Elle s’inscrit le plus souvent dans une histoire familiale qu’il faut rechercher ; elle peut être due à des anomalies ;

• Membranes : la plus fréquente des anomalies est la maladie de Minkowsky-Chauffard ou microsphérocytose héréditaire, caractérisé par le caractère familial ; l’autohémolyse augmentée, corrigée par adjonction de sucre fait le diagnostic. D’autres anomalies de la membrane (elliptocytose, acanthocytose) peuvent donner le même tableau.

• Anomalies de l’hémoglobine : la drépanocytose homozygote et parfois hétérozygote responsable d’hyperhémolyse. Le diagnostic, outre l’enquête familiale, repose sur l’électrophorèse de l’hémoglobine. L’hémoglobine C et les hémoglobines instables sont les deux autres causes d’hémoglobinopathie provoquant une hyperhémolyse.

• Anomalie enzymatique : de très nombreux déficits enzymatiques peuvent provoquer une hyperhémolyse. Deux résument la grande majorité : glucose 6 phosphate des hydrogénases (G6PD) et pyruvate-kinase (PK). Le déficit en G6PD, touchent essentiellement l’homme et réalise des crises d’hémolyse au décours de la prise médicamenteuse (antipaludique, sulfamide) ou de fièvres. Leur diagnostic repose sur l’histoire familiale, la présence de corps de Heintz sur le frottis sanguin et le dosage de l’enzyme à distance de la crise hémolytique. Le déficit en PK est plus rare touchant également l’homme et la femme ; le diagnostic se fait par dosages enzymatiques et par le test d’autohémolyse corrigé par adhénosine triphoshate.

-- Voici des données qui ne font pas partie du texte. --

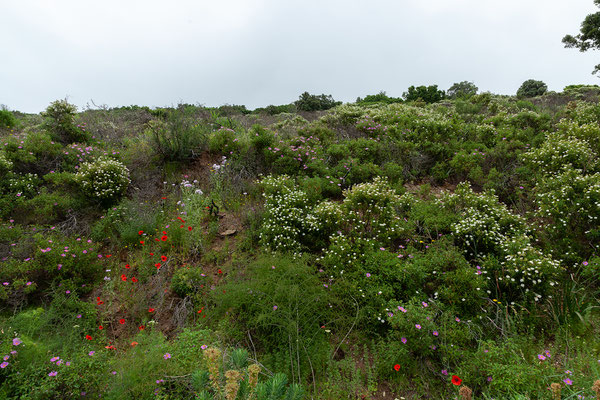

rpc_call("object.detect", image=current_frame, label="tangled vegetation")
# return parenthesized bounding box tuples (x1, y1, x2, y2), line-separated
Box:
(1, 86, 600, 399)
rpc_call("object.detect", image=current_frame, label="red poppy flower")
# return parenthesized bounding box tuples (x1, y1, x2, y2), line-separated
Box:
(106, 254, 111, 258)
(180, 224, 184, 228)
(155, 263, 161, 269)
(138, 326, 145, 330)
(105, 345, 115, 350)
(148, 308, 155, 313)
(119, 319, 125, 324)
(161, 255, 167, 262)
(393, 364, 401, 371)
(131, 341, 138, 347)
(85, 335, 92, 340)
(97, 301, 104, 305)
(451, 375, 462, 386)
(177, 217, 184, 222)
(197, 308, 204, 314)
(131, 277, 138, 283)
(149, 253, 154, 256)
(188, 226, 193, 231)
(99, 326, 103, 330)
(125, 264, 130, 269)
(120, 274, 127, 281)
(161, 197, 166, 200)
(162, 231, 167, 234)
(138, 230, 144, 235)
(217, 269, 222, 274)
(140, 240, 144, 244)
(97, 297, 101, 301)
(161, 235, 167, 241)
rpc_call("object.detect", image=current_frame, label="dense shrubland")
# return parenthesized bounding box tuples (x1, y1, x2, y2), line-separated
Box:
(1, 88, 600, 399)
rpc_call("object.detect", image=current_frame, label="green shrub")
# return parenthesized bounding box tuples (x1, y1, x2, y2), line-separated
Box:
(0, 151, 13, 177)
(42, 99, 89, 144)
(148, 105, 210, 162)
(535, 167, 600, 251)
(75, 156, 130, 203)
(439, 182, 527, 258)
(0, 109, 18, 130)
(171, 266, 209, 299)
(213, 255, 333, 383)
(90, 198, 164, 245)
(208, 127, 241, 155)
(258, 175, 322, 253)
(522, 132, 597, 175)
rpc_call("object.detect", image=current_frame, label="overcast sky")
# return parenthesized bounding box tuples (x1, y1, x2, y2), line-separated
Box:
(1, 0, 599, 113)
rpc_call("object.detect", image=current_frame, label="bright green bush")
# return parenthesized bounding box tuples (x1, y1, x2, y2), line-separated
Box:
(75, 156, 130, 203)
(0, 109, 18, 130)
(42, 99, 89, 144)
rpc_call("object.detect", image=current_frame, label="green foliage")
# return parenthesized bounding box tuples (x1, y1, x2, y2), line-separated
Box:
(295, 92, 341, 111)
(447, 81, 478, 99)
(42, 99, 89, 144)
(258, 175, 322, 253)
(75, 156, 130, 204)
(403, 85, 446, 103)
(208, 127, 241, 155)
(148, 105, 210, 162)
(356, 91, 403, 104)
(0, 109, 18, 130)
(516, 79, 548, 98)
(563, 0, 600, 74)
(213, 255, 333, 383)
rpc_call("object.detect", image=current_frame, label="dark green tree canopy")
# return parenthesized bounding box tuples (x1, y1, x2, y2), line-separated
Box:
(563, 0, 600, 74)
(517, 79, 548, 98)
(295, 92, 341, 111)
(356, 91, 403, 104)
(447, 81, 478, 99)
(403, 85, 446, 104)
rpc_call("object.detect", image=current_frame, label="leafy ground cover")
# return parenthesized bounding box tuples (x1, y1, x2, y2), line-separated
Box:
(1, 89, 600, 399)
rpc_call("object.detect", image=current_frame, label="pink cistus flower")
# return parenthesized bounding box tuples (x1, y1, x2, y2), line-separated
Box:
(12, 338, 22, 346)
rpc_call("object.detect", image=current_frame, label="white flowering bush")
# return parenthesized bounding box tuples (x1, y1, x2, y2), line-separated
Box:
(0, 151, 12, 177)
(75, 157, 130, 203)
(535, 167, 600, 242)
(522, 132, 597, 175)
(480, 235, 562, 304)
(439, 182, 527, 258)
(258, 175, 322, 253)
(340, 176, 411, 243)
(4, 172, 40, 198)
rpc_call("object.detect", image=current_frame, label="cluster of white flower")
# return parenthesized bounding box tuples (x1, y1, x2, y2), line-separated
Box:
(7, 173, 39, 198)
(439, 182, 527, 257)
(522, 132, 596, 175)
(75, 157, 130, 201)
(0, 152, 13, 175)
(259, 175, 321, 253)
(535, 168, 600, 233)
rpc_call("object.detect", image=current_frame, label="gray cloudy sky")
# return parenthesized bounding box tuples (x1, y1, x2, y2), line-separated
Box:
(1, 0, 599, 113)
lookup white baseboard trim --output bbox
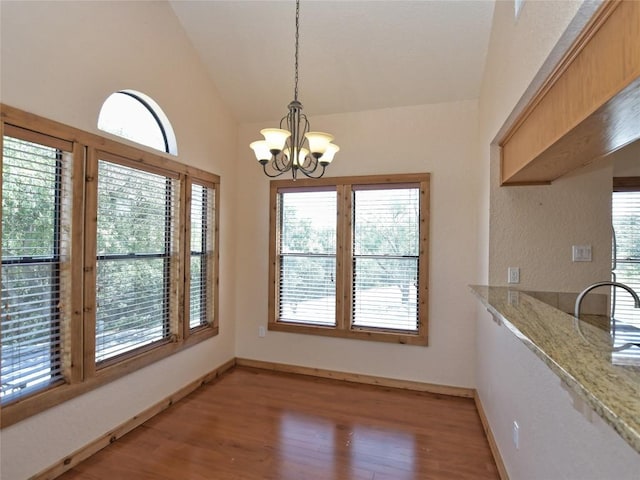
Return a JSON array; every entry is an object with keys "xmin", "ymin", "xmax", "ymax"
[{"xmin": 235, "ymin": 357, "xmax": 475, "ymax": 398}]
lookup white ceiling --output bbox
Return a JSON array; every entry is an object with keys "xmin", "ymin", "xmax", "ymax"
[{"xmin": 169, "ymin": 0, "xmax": 495, "ymax": 124}]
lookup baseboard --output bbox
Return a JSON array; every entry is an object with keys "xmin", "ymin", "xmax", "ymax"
[
  {"xmin": 31, "ymin": 357, "xmax": 236, "ymax": 480},
  {"xmin": 474, "ymin": 392, "xmax": 509, "ymax": 480},
  {"xmin": 235, "ymin": 357, "xmax": 475, "ymax": 398}
]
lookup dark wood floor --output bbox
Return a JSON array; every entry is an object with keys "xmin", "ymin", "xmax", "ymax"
[{"xmin": 58, "ymin": 367, "xmax": 499, "ymax": 479}]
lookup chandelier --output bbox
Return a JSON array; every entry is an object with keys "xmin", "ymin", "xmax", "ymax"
[{"xmin": 249, "ymin": 0, "xmax": 339, "ymax": 180}]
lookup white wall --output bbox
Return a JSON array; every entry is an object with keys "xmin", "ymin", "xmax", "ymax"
[
  {"xmin": 235, "ymin": 100, "xmax": 482, "ymax": 389},
  {"xmin": 476, "ymin": 308, "xmax": 639, "ymax": 479},
  {"xmin": 613, "ymin": 139, "xmax": 640, "ymax": 176},
  {"xmin": 0, "ymin": 2, "xmax": 237, "ymax": 479},
  {"xmin": 476, "ymin": 0, "xmax": 640, "ymax": 477}
]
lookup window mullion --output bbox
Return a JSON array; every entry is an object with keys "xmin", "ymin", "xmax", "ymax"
[
  {"xmin": 67, "ymin": 142, "xmax": 86, "ymax": 384},
  {"xmin": 82, "ymin": 148, "xmax": 99, "ymax": 379},
  {"xmin": 180, "ymin": 177, "xmax": 190, "ymax": 340},
  {"xmin": 336, "ymin": 184, "xmax": 350, "ymax": 331}
]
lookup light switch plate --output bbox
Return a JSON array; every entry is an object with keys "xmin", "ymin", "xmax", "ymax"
[{"xmin": 572, "ymin": 245, "xmax": 592, "ymax": 262}]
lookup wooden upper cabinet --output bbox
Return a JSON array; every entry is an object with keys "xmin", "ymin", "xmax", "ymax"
[{"xmin": 500, "ymin": 0, "xmax": 640, "ymax": 185}]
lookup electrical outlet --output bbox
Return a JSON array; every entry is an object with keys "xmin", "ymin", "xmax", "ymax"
[
  {"xmin": 508, "ymin": 267, "xmax": 520, "ymax": 284},
  {"xmin": 512, "ymin": 421, "xmax": 520, "ymax": 449},
  {"xmin": 258, "ymin": 326, "xmax": 266, "ymax": 337}
]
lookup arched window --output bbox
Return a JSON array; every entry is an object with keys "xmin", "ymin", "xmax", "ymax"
[{"xmin": 98, "ymin": 90, "xmax": 177, "ymax": 155}]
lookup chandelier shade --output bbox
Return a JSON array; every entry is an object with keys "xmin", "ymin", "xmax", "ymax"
[{"xmin": 249, "ymin": 0, "xmax": 338, "ymax": 179}]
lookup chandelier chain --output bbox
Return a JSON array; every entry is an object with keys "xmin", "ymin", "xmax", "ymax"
[
  {"xmin": 294, "ymin": 0, "xmax": 300, "ymax": 102},
  {"xmin": 250, "ymin": 0, "xmax": 338, "ymax": 179}
]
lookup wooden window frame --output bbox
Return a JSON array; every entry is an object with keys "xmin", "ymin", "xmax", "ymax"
[
  {"xmin": 268, "ymin": 173, "xmax": 430, "ymax": 346},
  {"xmin": 183, "ymin": 178, "xmax": 220, "ymax": 339},
  {"xmin": 613, "ymin": 176, "xmax": 640, "ymax": 192},
  {"xmin": 0, "ymin": 104, "xmax": 220, "ymax": 427}
]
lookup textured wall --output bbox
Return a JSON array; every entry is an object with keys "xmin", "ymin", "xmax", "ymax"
[
  {"xmin": 474, "ymin": 0, "xmax": 640, "ymax": 477},
  {"xmin": 489, "ymin": 159, "xmax": 613, "ymax": 292},
  {"xmin": 0, "ymin": 2, "xmax": 237, "ymax": 479}
]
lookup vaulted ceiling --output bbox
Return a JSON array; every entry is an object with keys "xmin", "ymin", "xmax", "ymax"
[{"xmin": 169, "ymin": 0, "xmax": 495, "ymax": 124}]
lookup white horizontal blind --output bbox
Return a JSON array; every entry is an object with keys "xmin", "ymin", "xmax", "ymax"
[
  {"xmin": 189, "ymin": 183, "xmax": 212, "ymax": 329},
  {"xmin": 95, "ymin": 160, "xmax": 175, "ymax": 362},
  {"xmin": 612, "ymin": 190, "xmax": 640, "ymax": 364},
  {"xmin": 278, "ymin": 190, "xmax": 336, "ymax": 326},
  {"xmin": 352, "ymin": 187, "xmax": 419, "ymax": 331},
  {"xmin": 1, "ymin": 136, "xmax": 64, "ymax": 402}
]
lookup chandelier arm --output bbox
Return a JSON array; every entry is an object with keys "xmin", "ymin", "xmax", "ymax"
[
  {"xmin": 297, "ymin": 162, "xmax": 327, "ymax": 179},
  {"xmin": 262, "ymin": 161, "xmax": 289, "ymax": 178},
  {"xmin": 297, "ymin": 113, "xmax": 310, "ymax": 151},
  {"xmin": 299, "ymin": 156, "xmax": 319, "ymax": 174},
  {"xmin": 274, "ymin": 153, "xmax": 292, "ymax": 172}
]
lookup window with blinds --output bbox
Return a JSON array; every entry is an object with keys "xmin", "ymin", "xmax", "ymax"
[
  {"xmin": 95, "ymin": 160, "xmax": 177, "ymax": 363},
  {"xmin": 612, "ymin": 189, "xmax": 640, "ymax": 362},
  {"xmin": 1, "ymin": 135, "xmax": 69, "ymax": 402},
  {"xmin": 352, "ymin": 187, "xmax": 419, "ymax": 332},
  {"xmin": 1, "ymin": 105, "xmax": 221, "ymax": 426},
  {"xmin": 269, "ymin": 174, "xmax": 429, "ymax": 345},
  {"xmin": 189, "ymin": 182, "xmax": 214, "ymax": 329},
  {"xmin": 278, "ymin": 190, "xmax": 337, "ymax": 326}
]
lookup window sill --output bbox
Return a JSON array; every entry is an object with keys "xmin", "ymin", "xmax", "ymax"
[{"xmin": 268, "ymin": 322, "xmax": 428, "ymax": 346}]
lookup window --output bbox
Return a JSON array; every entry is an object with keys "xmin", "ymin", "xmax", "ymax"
[
  {"xmin": 98, "ymin": 90, "xmax": 178, "ymax": 155},
  {"xmin": 0, "ymin": 104, "xmax": 219, "ymax": 427},
  {"xmin": 94, "ymin": 158, "xmax": 179, "ymax": 364},
  {"xmin": 612, "ymin": 177, "xmax": 640, "ymax": 361},
  {"xmin": 352, "ymin": 187, "xmax": 420, "ymax": 331},
  {"xmin": 269, "ymin": 174, "xmax": 429, "ymax": 345},
  {"xmin": 188, "ymin": 182, "xmax": 217, "ymax": 331},
  {"xmin": 278, "ymin": 189, "xmax": 337, "ymax": 326},
  {"xmin": 1, "ymin": 131, "xmax": 71, "ymax": 402},
  {"xmin": 514, "ymin": 0, "xmax": 525, "ymax": 19}
]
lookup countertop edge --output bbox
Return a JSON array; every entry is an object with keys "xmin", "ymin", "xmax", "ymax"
[{"xmin": 469, "ymin": 285, "xmax": 640, "ymax": 455}]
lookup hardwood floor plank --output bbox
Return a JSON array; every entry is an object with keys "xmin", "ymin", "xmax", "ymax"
[{"xmin": 57, "ymin": 367, "xmax": 498, "ymax": 479}]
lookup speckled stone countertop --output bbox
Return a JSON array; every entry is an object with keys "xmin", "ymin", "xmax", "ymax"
[{"xmin": 470, "ymin": 285, "xmax": 640, "ymax": 454}]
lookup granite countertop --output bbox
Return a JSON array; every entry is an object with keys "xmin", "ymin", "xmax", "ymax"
[{"xmin": 470, "ymin": 285, "xmax": 640, "ymax": 454}]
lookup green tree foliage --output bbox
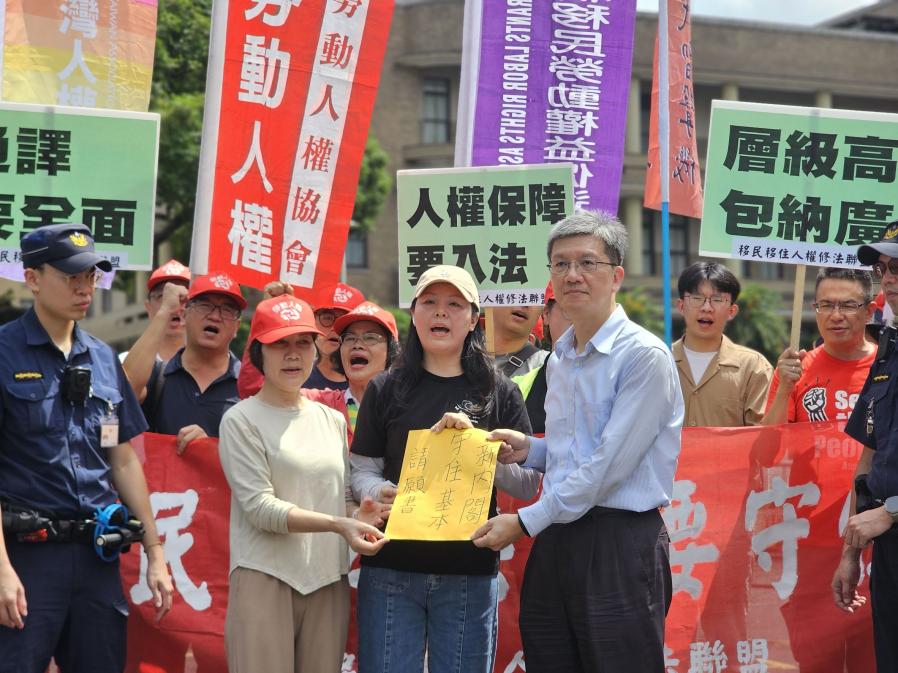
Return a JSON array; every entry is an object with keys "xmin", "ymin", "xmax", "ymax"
[
  {"xmin": 154, "ymin": 92, "xmax": 206, "ymax": 261},
  {"xmin": 353, "ymin": 137, "xmax": 392, "ymax": 231},
  {"xmin": 231, "ymin": 320, "xmax": 251, "ymax": 361},
  {"xmin": 0, "ymin": 288, "xmax": 24, "ymax": 323},
  {"xmin": 618, "ymin": 287, "xmax": 664, "ymax": 338},
  {"xmin": 386, "ymin": 306, "xmax": 412, "ymax": 343},
  {"xmin": 727, "ymin": 283, "xmax": 787, "ymax": 364},
  {"xmin": 149, "ymin": 0, "xmax": 211, "ymax": 260}
]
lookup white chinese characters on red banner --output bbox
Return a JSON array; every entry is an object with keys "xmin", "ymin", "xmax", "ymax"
[
  {"xmin": 192, "ymin": 0, "xmax": 394, "ymax": 307},
  {"xmin": 122, "ymin": 423, "xmax": 875, "ymax": 673}
]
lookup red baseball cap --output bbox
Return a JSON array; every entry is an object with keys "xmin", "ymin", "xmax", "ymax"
[
  {"xmin": 544, "ymin": 280, "xmax": 556, "ymax": 303},
  {"xmin": 187, "ymin": 272, "xmax": 247, "ymax": 310},
  {"xmin": 249, "ymin": 296, "xmax": 322, "ymax": 344},
  {"xmin": 147, "ymin": 259, "xmax": 191, "ymax": 292},
  {"xmin": 333, "ymin": 301, "xmax": 399, "ymax": 340},
  {"xmin": 317, "ymin": 282, "xmax": 365, "ymax": 312}
]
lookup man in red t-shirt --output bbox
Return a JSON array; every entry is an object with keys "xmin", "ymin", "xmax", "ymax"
[
  {"xmin": 762, "ymin": 266, "xmax": 876, "ymax": 673},
  {"xmin": 764, "ymin": 267, "xmax": 876, "ymax": 425}
]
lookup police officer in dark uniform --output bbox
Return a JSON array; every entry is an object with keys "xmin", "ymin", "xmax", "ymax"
[
  {"xmin": 0, "ymin": 223, "xmax": 173, "ymax": 672},
  {"xmin": 834, "ymin": 221, "xmax": 898, "ymax": 673}
]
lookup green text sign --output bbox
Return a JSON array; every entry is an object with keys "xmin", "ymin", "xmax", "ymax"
[
  {"xmin": 0, "ymin": 101, "xmax": 159, "ymax": 270},
  {"xmin": 397, "ymin": 163, "xmax": 573, "ymax": 307},
  {"xmin": 700, "ymin": 101, "xmax": 898, "ymax": 268}
]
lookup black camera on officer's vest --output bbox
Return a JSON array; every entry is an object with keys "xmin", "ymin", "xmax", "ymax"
[{"xmin": 61, "ymin": 365, "xmax": 91, "ymax": 405}]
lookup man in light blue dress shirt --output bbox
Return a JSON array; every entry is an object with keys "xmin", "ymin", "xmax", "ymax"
[{"xmin": 473, "ymin": 210, "xmax": 684, "ymax": 673}]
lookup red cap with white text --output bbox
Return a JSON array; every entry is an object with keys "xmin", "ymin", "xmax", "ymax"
[
  {"xmin": 249, "ymin": 296, "xmax": 322, "ymax": 344},
  {"xmin": 187, "ymin": 272, "xmax": 247, "ymax": 310}
]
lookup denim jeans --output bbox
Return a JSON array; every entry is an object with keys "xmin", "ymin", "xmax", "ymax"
[{"xmin": 357, "ymin": 566, "xmax": 499, "ymax": 673}]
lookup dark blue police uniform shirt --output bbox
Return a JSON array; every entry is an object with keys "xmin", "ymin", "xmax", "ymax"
[
  {"xmin": 0, "ymin": 308, "xmax": 148, "ymax": 517},
  {"xmin": 303, "ymin": 363, "xmax": 349, "ymax": 391},
  {"xmin": 142, "ymin": 347, "xmax": 240, "ymax": 437},
  {"xmin": 845, "ymin": 350, "xmax": 898, "ymax": 500}
]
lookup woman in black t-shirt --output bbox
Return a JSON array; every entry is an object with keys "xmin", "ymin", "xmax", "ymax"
[{"xmin": 350, "ymin": 265, "xmax": 536, "ymax": 673}]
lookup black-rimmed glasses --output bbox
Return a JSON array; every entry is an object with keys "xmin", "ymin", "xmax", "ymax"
[{"xmin": 187, "ymin": 300, "xmax": 241, "ymax": 321}]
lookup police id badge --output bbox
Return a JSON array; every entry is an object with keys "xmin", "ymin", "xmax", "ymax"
[{"xmin": 100, "ymin": 405, "xmax": 119, "ymax": 448}]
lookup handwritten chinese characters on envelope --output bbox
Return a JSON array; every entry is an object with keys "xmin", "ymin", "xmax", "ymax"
[{"xmin": 385, "ymin": 428, "xmax": 500, "ymax": 541}]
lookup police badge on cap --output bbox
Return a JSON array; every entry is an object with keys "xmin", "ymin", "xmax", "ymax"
[
  {"xmin": 20, "ymin": 223, "xmax": 113, "ymax": 274},
  {"xmin": 857, "ymin": 219, "xmax": 898, "ymax": 266}
]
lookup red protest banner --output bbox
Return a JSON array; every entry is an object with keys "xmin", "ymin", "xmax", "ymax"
[
  {"xmin": 644, "ymin": 0, "xmax": 703, "ymax": 218},
  {"xmin": 191, "ymin": 0, "xmax": 394, "ymax": 306},
  {"xmin": 121, "ymin": 434, "xmax": 229, "ymax": 673},
  {"xmin": 663, "ymin": 423, "xmax": 873, "ymax": 673},
  {"xmin": 124, "ymin": 423, "xmax": 875, "ymax": 672}
]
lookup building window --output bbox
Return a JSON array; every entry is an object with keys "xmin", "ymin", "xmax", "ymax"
[
  {"xmin": 670, "ymin": 215, "xmax": 690, "ymax": 276},
  {"xmin": 421, "ymin": 78, "xmax": 451, "ymax": 144},
  {"xmin": 642, "ymin": 210, "xmax": 692, "ymax": 276},
  {"xmin": 639, "ymin": 91, "xmax": 651, "ymax": 153},
  {"xmin": 745, "ymin": 261, "xmax": 786, "ymax": 280},
  {"xmin": 642, "ymin": 210, "xmax": 656, "ymax": 275},
  {"xmin": 346, "ymin": 227, "xmax": 368, "ymax": 269},
  {"xmin": 102, "ymin": 288, "xmax": 113, "ymax": 313}
]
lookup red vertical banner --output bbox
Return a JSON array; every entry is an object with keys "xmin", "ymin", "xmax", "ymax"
[
  {"xmin": 192, "ymin": 0, "xmax": 394, "ymax": 304},
  {"xmin": 644, "ymin": 0, "xmax": 703, "ymax": 218},
  {"xmin": 120, "ymin": 435, "xmax": 230, "ymax": 673}
]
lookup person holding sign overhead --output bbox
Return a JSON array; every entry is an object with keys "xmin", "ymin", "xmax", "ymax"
[
  {"xmin": 217, "ymin": 295, "xmax": 388, "ymax": 673},
  {"xmin": 350, "ymin": 264, "xmax": 536, "ymax": 673}
]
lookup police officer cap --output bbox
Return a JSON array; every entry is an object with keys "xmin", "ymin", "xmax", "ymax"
[
  {"xmin": 21, "ymin": 223, "xmax": 113, "ymax": 274},
  {"xmin": 857, "ymin": 219, "xmax": 898, "ymax": 266}
]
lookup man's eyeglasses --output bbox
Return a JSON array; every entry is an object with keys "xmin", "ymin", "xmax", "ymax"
[
  {"xmin": 315, "ymin": 310, "xmax": 338, "ymax": 327},
  {"xmin": 187, "ymin": 300, "xmax": 241, "ymax": 321},
  {"xmin": 46, "ymin": 267, "xmax": 103, "ymax": 289},
  {"xmin": 872, "ymin": 259, "xmax": 898, "ymax": 279},
  {"xmin": 547, "ymin": 258, "xmax": 618, "ymax": 276},
  {"xmin": 683, "ymin": 294, "xmax": 731, "ymax": 308},
  {"xmin": 812, "ymin": 300, "xmax": 869, "ymax": 315},
  {"xmin": 340, "ymin": 332, "xmax": 386, "ymax": 348}
]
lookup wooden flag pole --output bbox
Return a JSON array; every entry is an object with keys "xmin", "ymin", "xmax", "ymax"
[
  {"xmin": 790, "ymin": 264, "xmax": 807, "ymax": 350},
  {"xmin": 484, "ymin": 307, "xmax": 495, "ymax": 355}
]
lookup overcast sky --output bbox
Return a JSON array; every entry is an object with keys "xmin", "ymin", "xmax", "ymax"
[{"xmin": 635, "ymin": 0, "xmax": 879, "ymax": 26}]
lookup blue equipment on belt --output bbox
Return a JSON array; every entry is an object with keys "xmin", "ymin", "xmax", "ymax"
[{"xmin": 1, "ymin": 501, "xmax": 144, "ymax": 561}]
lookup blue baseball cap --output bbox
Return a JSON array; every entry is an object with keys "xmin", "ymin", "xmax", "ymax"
[
  {"xmin": 857, "ymin": 219, "xmax": 898, "ymax": 266},
  {"xmin": 21, "ymin": 223, "xmax": 113, "ymax": 274}
]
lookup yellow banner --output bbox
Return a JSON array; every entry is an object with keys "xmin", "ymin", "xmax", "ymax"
[
  {"xmin": 385, "ymin": 428, "xmax": 499, "ymax": 541},
  {"xmin": 2, "ymin": 0, "xmax": 157, "ymax": 111}
]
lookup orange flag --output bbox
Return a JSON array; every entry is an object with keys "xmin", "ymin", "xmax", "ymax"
[{"xmin": 645, "ymin": 1, "xmax": 703, "ymax": 218}]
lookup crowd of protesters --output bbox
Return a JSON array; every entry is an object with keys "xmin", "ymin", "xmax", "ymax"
[{"xmin": 2, "ymin": 210, "xmax": 897, "ymax": 673}]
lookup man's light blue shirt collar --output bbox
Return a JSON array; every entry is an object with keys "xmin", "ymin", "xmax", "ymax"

Cause des carences en fer chez l’adulte :

Gynécologiques :

– fibrome ou polype utérin

– cancer vaginal ou utérin

– déséquilibres hormonaux

– dispositif de contraception intra-utérin

Digestives :

• non tumorales

– oesophagite peptique

– varice oesophagienne

– hernie hiatale *

– gastrite médicamenteuse ou alcoolique

– diverticule de Meckel

– maladie de Crohn/rectocolite hémorragique

– angiodysplasie colique

– polype

– hémorroïdes*

• tumorales

– cancer

– syndrome de Kaposi

– ampulome watérien

– lymphome

* Ce sont des diagnostics d’élimination

Points Forts à retenir :

• Ce n’est que grâce à une analyse soigneuse de la numération que l’on peut orienter correctement les recherches étiologiques devant une anémie. Toute interprétation inexacte d’une de ses trois valeurs, conduira à des demandes d’examens inutiles.

• Parfois, l’anémie a des causes multiples et c’est par la confrontation clinique et biologique, que l’on pourra déterminer l’ensemble des causes de l’anémie.

• La surveillance de l’évolution de l’anémie au décours du traitement permettra de conforter la justesse du diagnostic.